El domingo 14 de agosto de 1881, un hombre delgado de baja estatura, de frente amplia y rostro dulce, adornado con amplias patillas, asistió muy temprano a la misa de la capilla de Belén, sita en la calle Compostela y Luz.
Consciente de la misión que se había propuesto cumplir ese día, ese hombre de 48 años de edad tomó luego su paraguas, un grupo de papeles y de revistas y, bajo lluvias más fuertes y continuas que las caídas durante la mañana, se dirigió al ex convento de San Agustín en la calle Cuba, en cuya planta alta radicaba la sede de la Real Academia de Ciencias Médicas, Físicas y Naturales de La Habana, que esa fecha celebraba sesión pública ordinaria.
Después que se brindaron algunos informes sobre cartas y revistas y se abordaron varias cuestiones relacionadas con la medicina legal, Carlos J. Finlay y Barrés se puso de pie, tomó en sus manos varios de los papeles que llevaba consigo y, con pronunciación pausada y algo defectuosa, dio lectura a un trabajo que lo inmortalizó, pues con él escribió el capítulo más brillante de la patología tropical y la página más hermosa de la medicina preventiva.
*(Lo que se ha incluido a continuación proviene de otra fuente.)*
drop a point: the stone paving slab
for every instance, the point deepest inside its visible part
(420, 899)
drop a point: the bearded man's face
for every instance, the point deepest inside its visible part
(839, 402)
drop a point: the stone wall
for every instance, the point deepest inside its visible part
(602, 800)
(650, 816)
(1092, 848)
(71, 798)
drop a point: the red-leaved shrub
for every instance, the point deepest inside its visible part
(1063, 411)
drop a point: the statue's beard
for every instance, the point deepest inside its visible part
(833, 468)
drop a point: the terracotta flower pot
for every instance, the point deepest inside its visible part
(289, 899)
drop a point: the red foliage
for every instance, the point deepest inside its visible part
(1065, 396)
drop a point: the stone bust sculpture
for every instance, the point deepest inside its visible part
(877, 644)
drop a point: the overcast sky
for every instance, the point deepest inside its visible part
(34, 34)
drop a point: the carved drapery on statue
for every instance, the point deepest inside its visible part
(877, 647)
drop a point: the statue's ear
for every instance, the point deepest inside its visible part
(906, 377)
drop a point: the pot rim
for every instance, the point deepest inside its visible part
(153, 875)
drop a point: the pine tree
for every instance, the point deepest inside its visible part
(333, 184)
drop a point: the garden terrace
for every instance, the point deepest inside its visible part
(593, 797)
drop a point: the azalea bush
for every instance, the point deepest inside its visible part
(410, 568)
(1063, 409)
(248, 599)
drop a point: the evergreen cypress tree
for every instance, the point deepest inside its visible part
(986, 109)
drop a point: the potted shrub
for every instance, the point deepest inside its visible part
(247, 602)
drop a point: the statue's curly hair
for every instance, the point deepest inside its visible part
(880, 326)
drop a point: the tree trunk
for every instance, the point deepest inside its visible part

En ese trabajo, presentado bajo el título de “El mosquito hipotéticamente considerado como agente de transmisión de la Fiebre Amarilla”, el autor explicó la manera en que el Aedes Aegypti propaga la enfermedad, al picar a personas infectadas, portar el agente patógeno e inocularlo luego a otros individuos.
Fuerza de criterio
El doctor Finlay no se conformó con el simple enunciado de su teoría, pues dedicó todas sus energías a demostrarla y a divulgarla, según consta en los numerosos documentos que luego publicó al respecto. Convencido de la verdad de su hallazgo, propuso un plan completo de campaña profiláctica contra la fiebre amarilla, que si bien tuvo que esperar casi 20 años para su aplicación práctica, sirvió para reducir progresivamente las zonas de distribución de la terrible enfermedad, salvar cientos de miles de vidas, abrir al emigrante las regiones tropicales despobladas de América y borrar el mal de la faz de la Tierra.
El calificativo de “benefactor de la humanidad” otorgado al sabio cubano, no se debe justificar simplemente por el aporte tan valioso que significó el descubrimiento del vector causante de la fiebre amarilla y la difusión de las estrategias para combatirla y prevenirla. Su hallazgo tuvo todavía mayor alcance, porque de hecho se convirtió en la teoría metaxénica de transmisión de enfermedades infecciosas de personas enfermas a individuos sanos por medio de vectores biológicos de cualquier tipo.2,3, algo demostrativo de la veracidad de esta afirmación es que, una vez aplicados los resultados del trabajo científico de Finlay para librar al mundo del terrible azote amarílico, éstos sentaron las bases para el estudio y control de otras epidemias como las del paludismo, el dengue, la enfermedad de Chagas y otras.
Su muerte…
El duelo fue despedido por el secretario de Sanidad doctor Enrique Núñez, quien dijo: “Si grande y patriótica fue la obra de los cubanos que vivieron, lucharon y perecieron por la independencia, tan grande y patriótica como ella resultará ante la historia la gigantesca labor del doctor Finlay”.
Su muerte tuvo lugar el 20 de agosto de 1915, el piano en silencio, con las notas muertas. El tablero de ajedrez, con las piezas en el lugar que las dejó. Su biblia apretada sobre su pecho. Sufriendo una y otra vez la falta de aire, él que tanto lo disfrutara, y del que hacía la veta más ansiada de su vida y su salud. No se preveía aun el fin, Adela y sus hijos pendientes de su gesto ya casi en trance de desaparecer. La respiración se tornó efímera y el pulso se hizo débil, había dejado de latir ese corazón tan justo y su mente dejado de pensar.